September 2009 Archive

lxml OSX compilation madness

September 29th, 2009

I don’t think that there has ever been a point in time where installing lxml on OSX was not a horrible pain in the ass. I think that at one point, it was enough just to install updated versions of libxml2 and libxslt, and lxml would compile nicely. But I must have done something bad, cause at some point recently, lxml just stopped compiling for me.

This would not do at all. I use virtualenv (and virtualenvwrapper) pretty religiously, and am loathe to install much of anything in the system-wide site-packages. I needed to get things to a point where a straight-up easy_install lxml would work. I didn’t wanna be messing around with custom install flags or whatever every time I cut a new env.
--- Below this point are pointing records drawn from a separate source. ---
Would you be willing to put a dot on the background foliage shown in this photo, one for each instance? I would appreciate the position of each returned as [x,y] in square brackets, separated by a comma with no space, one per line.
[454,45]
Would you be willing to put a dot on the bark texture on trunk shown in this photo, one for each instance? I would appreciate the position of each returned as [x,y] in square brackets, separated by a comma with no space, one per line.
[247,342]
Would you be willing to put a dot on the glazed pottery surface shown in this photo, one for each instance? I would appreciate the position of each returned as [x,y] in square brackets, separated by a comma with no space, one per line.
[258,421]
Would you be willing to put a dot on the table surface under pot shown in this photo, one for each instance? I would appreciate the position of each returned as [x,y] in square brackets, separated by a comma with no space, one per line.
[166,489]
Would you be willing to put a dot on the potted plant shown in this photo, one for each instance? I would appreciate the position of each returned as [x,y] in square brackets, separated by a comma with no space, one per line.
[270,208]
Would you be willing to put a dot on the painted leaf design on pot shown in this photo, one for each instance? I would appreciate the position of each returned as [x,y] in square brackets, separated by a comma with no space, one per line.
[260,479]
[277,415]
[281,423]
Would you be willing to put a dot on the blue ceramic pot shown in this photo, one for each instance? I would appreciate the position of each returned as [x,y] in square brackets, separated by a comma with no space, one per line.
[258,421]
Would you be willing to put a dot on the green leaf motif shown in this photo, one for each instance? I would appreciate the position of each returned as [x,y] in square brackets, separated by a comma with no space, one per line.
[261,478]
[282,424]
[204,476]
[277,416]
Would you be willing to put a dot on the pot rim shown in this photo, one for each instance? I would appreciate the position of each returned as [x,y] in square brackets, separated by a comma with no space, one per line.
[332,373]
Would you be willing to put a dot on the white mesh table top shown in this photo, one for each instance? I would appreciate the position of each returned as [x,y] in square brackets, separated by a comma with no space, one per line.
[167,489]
This is not a neat step-by-step guide for getting lxml working in OSX. This is just a record of some stuff that I saw, and some things that I did. Some combination thereof was sufficient to get things working.

For the record, I’m using lxml 2.2.2, libxml2 2.7.5, and libxslt 1.1.26.
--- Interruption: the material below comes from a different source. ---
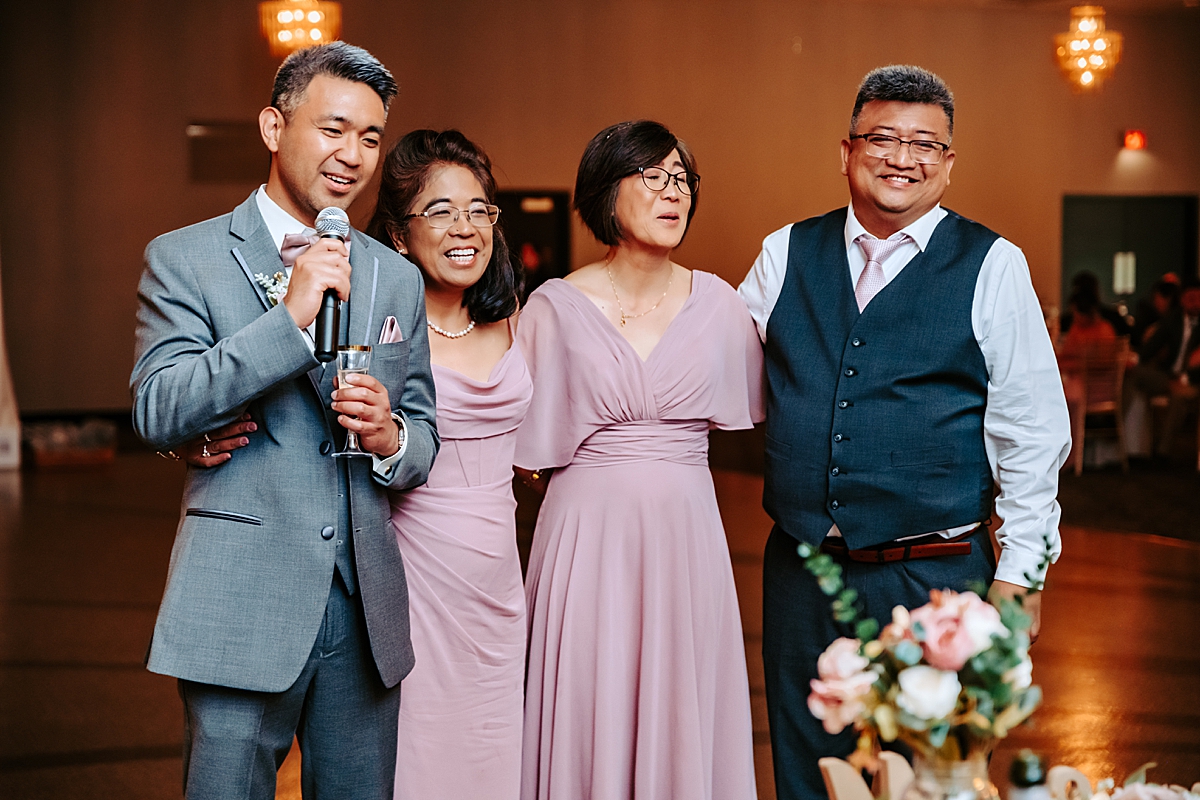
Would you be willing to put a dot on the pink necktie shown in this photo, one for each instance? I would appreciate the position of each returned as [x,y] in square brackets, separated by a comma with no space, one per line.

One day, I fired up python, typed from lxml import etree and got an error much like the following:

>>> from lxml import etree
Traceback (most recent call last):
  File "", line 1, in 
ImportError: dlopen(/Users/nwilliams/.virtualenvs/lxml1/lib/python2.6/site-packages/lxml-2.2.2-py2.6-macosx-10.5-universal.egg/lxml/etree.so, 2): Symbol not found: _xmlFree
  Referenced from: /Users/nwilliams/.virtualenvs/lxml1/lib/python2.6/site-packages/lxml-2.2.2-py2.6-macosx-10.5-universal.egg/lxml/etree.so
  Expected in: dynamic lookup

>>>

Needless to say, I was less than pleased.

Looking though the source, I gathered that _xmlFree was a symbol exported by libxml2. My first thought was that lxml was somehow compiling against the old system version of libxml2, or for some other reason couldn’t find the new version.

I noticed a few funny things about the output when installing lxml. First, there were two lines right before all the heavy compilation work:

Using build configuration of libxslt 1.1.26
Building against libxml2/libxslt in the following directory: /usr/local/lib

The second line suggested that lxml was, in fact, seeing the version of libxml2 that I wanted it to. The first was a problem though, because normally, it looks like this:

Using build configuration of libxml2 2.7.5 and libxslt 1.1.26

For some reason, lxml wasn’t finding xml2-config. Doing export XML2_CONFIG=/usr/local/bin/xml2-config seemed to fix things.

The other issue was probably the important one. While compiling lxml, I would see a bunch of warnings that looked like this:

ld: warning in /usr/local/lib/libxml2.dylib, file is not of required architecture
ld: warning in /usr/local/lib/libxslt.dylib, file is not of required architecture

Also for another file or two, and all repeated a few times.

Checking file /usr/local/lib/libxml2.dylib told me that the files in question were only compiled as i386 binaries. I eventually found this page, which showed me how to compile libxml2 and libxslt as universal binaries. I did modify things somewhat, though, most notably adding 64-bit architectures.
The configure command I used for libxml2 was:

env CFLAGS="-arch i386 -arch ppc -arch x86_64 -arch ppc64" ./configure --enable-static=no --without-python --disable-dependency-tracking

And for libxslt:

env CFLAGS="-arch i386 -arch ppc -arch x86_64 -arch ppc64" ./configure --disable-dependency-tracking

The CFLAGS bit is necessary, that’s what’s making things work. I don’t actually know exactly what the point of --enable-static=no is. I’m sure it’ll come back to bite me in the ass at some point. --without-python sounds scary, but since lxml is actually an alternative to the gross “real” bindings, we don’t care about them. I also have no idea what --disable-dependency-tracking does, but make will fail without it.

Once I had these universal libraries built and installed, easy_install lxml worked like a charm.